Nicht für sich sollen sie bleiben, aber bei sich und bei dem, der sie hält und trägt im Leben und im Sterben.

 

Und wir?

Vielleicht gehöre ich zu den Menschen, die erst einmal ganz lange Zeit brauchen, um sich zu vergewissern:

Was ist in mir denn?

Worauf verlasse ich mich?

Wer, was wohnt im Herzen?

Was gründet mich?

Wie heißt mein Hoffen?

Diese Zeit sollen wir uns nehmen.

Zu den Worten des Petrusbriefes treten für mich Bilder hinzu und Dialoge.

Sie stammen aus dem Film „Sophie Scholl - die letzten Tage“.

Er erzählt die Geschichte der Widerstandsgruppe „Die Weiße Rose“.

Gegen den Nationalsozialismus, sein Terrorregime, seine menschenverachtende Ideologie haben die jungen Mitglieder der Gruppe Flugblätter verteilt.

Damals in Kriegszeiten ein Verbrechen, auf das die Todesstrafe stand.

Eine von den jungen Münchner Studenten ist Sophie Scholl.

Gemeinsam mit ihrem Bruder Hans und Christoph Probst wird sie entdeckt und verhaftet.

Der Film zeichnet ihre letzten Tage bis zur Hinrichtung auf.

In den Verhören geschieht dabei etwas ungeheuer Bewegendes geschieht in und vor meinen Augen.

Nach anfänglichen Ausweichmanövern bleibt diese junge Frau bei ihren Überzeugungen.

Immer klarer kann sie sie formulieren.

Sie weiß zu sagen, warum sie sich abwendet von dem, was sie als böse erkannt hat und warum sie dem nachjagt, was ihr Frieden verheißt statt des zerstörerischen und mörderischen Krieges, der herrscht.
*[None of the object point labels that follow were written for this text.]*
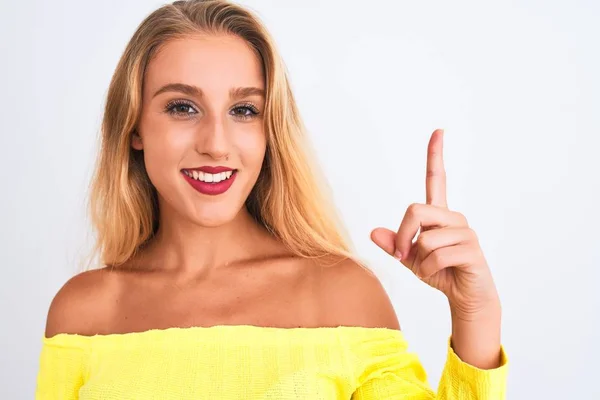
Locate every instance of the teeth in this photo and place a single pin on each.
(206, 177)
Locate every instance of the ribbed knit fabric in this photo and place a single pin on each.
(250, 362)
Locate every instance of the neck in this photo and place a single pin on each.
(184, 247)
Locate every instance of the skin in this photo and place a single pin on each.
(194, 274)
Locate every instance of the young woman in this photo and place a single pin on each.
(226, 274)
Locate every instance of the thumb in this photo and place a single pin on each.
(385, 239)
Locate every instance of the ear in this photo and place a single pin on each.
(136, 141)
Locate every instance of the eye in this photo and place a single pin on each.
(180, 109)
(244, 111)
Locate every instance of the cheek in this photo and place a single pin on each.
(252, 149)
(164, 147)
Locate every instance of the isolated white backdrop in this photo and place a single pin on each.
(514, 84)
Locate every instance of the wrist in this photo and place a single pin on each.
(476, 336)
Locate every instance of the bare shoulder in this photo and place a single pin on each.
(351, 295)
(80, 304)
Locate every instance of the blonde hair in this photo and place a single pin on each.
(288, 198)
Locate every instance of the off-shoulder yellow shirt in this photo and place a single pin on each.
(251, 362)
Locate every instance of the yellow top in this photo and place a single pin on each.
(251, 362)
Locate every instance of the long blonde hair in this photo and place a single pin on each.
(289, 197)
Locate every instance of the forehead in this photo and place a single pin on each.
(211, 62)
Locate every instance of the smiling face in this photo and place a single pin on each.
(201, 127)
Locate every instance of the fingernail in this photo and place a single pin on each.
(398, 255)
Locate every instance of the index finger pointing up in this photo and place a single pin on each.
(435, 181)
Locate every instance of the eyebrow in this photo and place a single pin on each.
(192, 90)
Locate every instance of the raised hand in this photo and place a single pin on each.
(446, 254)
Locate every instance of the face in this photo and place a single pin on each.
(201, 128)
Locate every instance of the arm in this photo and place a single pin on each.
(64, 356)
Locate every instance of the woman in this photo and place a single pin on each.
(227, 275)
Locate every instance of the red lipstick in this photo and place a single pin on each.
(210, 188)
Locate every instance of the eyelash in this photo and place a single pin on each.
(170, 109)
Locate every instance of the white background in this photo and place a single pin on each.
(514, 84)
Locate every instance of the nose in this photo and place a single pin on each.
(213, 139)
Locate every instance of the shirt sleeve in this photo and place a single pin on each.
(389, 371)
(62, 368)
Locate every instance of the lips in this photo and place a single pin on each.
(210, 180)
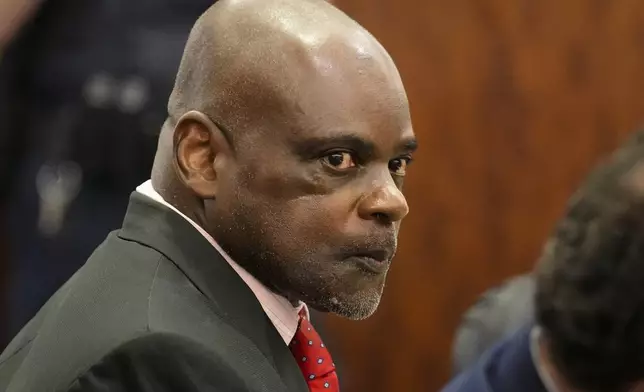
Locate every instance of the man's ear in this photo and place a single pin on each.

Sie gibt Rechenschaft über die Hoffnung, die in ihr ist.

Sie lässt sich nicht verbiegen: Weder von „goldenen Brücken“, die ihr gebaut werden noch von massivsten Drohungen.
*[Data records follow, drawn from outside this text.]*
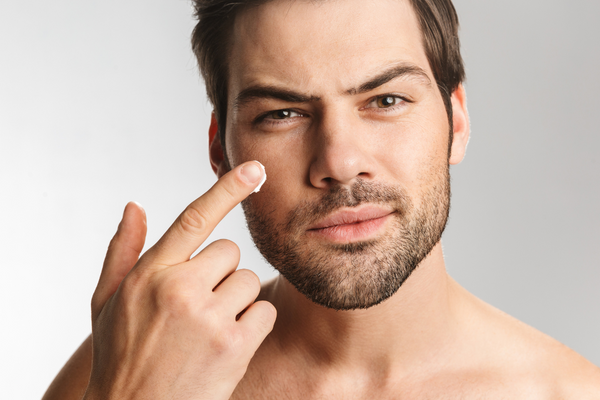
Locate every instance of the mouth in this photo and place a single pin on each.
(351, 225)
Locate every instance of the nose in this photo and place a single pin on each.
(342, 152)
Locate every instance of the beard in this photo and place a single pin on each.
(361, 274)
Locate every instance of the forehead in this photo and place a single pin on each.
(324, 45)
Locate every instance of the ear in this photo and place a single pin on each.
(461, 125)
(216, 154)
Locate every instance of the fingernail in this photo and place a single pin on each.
(251, 172)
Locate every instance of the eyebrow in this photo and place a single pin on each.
(270, 92)
(404, 70)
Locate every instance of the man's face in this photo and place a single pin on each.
(337, 100)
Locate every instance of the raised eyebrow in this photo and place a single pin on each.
(271, 92)
(399, 71)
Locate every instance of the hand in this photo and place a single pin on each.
(167, 326)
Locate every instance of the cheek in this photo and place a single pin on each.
(286, 173)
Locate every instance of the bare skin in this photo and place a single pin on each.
(430, 340)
Innen und außen bleiben bei ihr zusammen.

Ihre Überzeugung ist eine politische und wurzelt im Glauben.

Zur Vernichtung „lebensunwerten“ Lebens sagt sie: „Und deshalb weiß ich, dass kein Mensch über ein Menschenleben ein Urteil fällen kann, das Gott vorbehalten ist. Jedes Leben ist kostbar.“

Sie lässt sich nicht verändern.

Sie verändert aber ihre Gegner.

Den Vernehmungsbeamten Mohr verunsichert ihre klare und ruhige Haltung, den Richter Robert Freisler, eigens aus Berlin zum Volksgerichtshof nach München angereist, entlarven die drei jungen Angeklagten in ihrer Bestimmtheit als schreiende, verblendete und groteske Figur, die nur noch zappeln und toben kann.

Ihm hält sie entgegen: Sie wolle in Wirklichkeit Frieden und dass die Menschenwürde wieder Achtung fände.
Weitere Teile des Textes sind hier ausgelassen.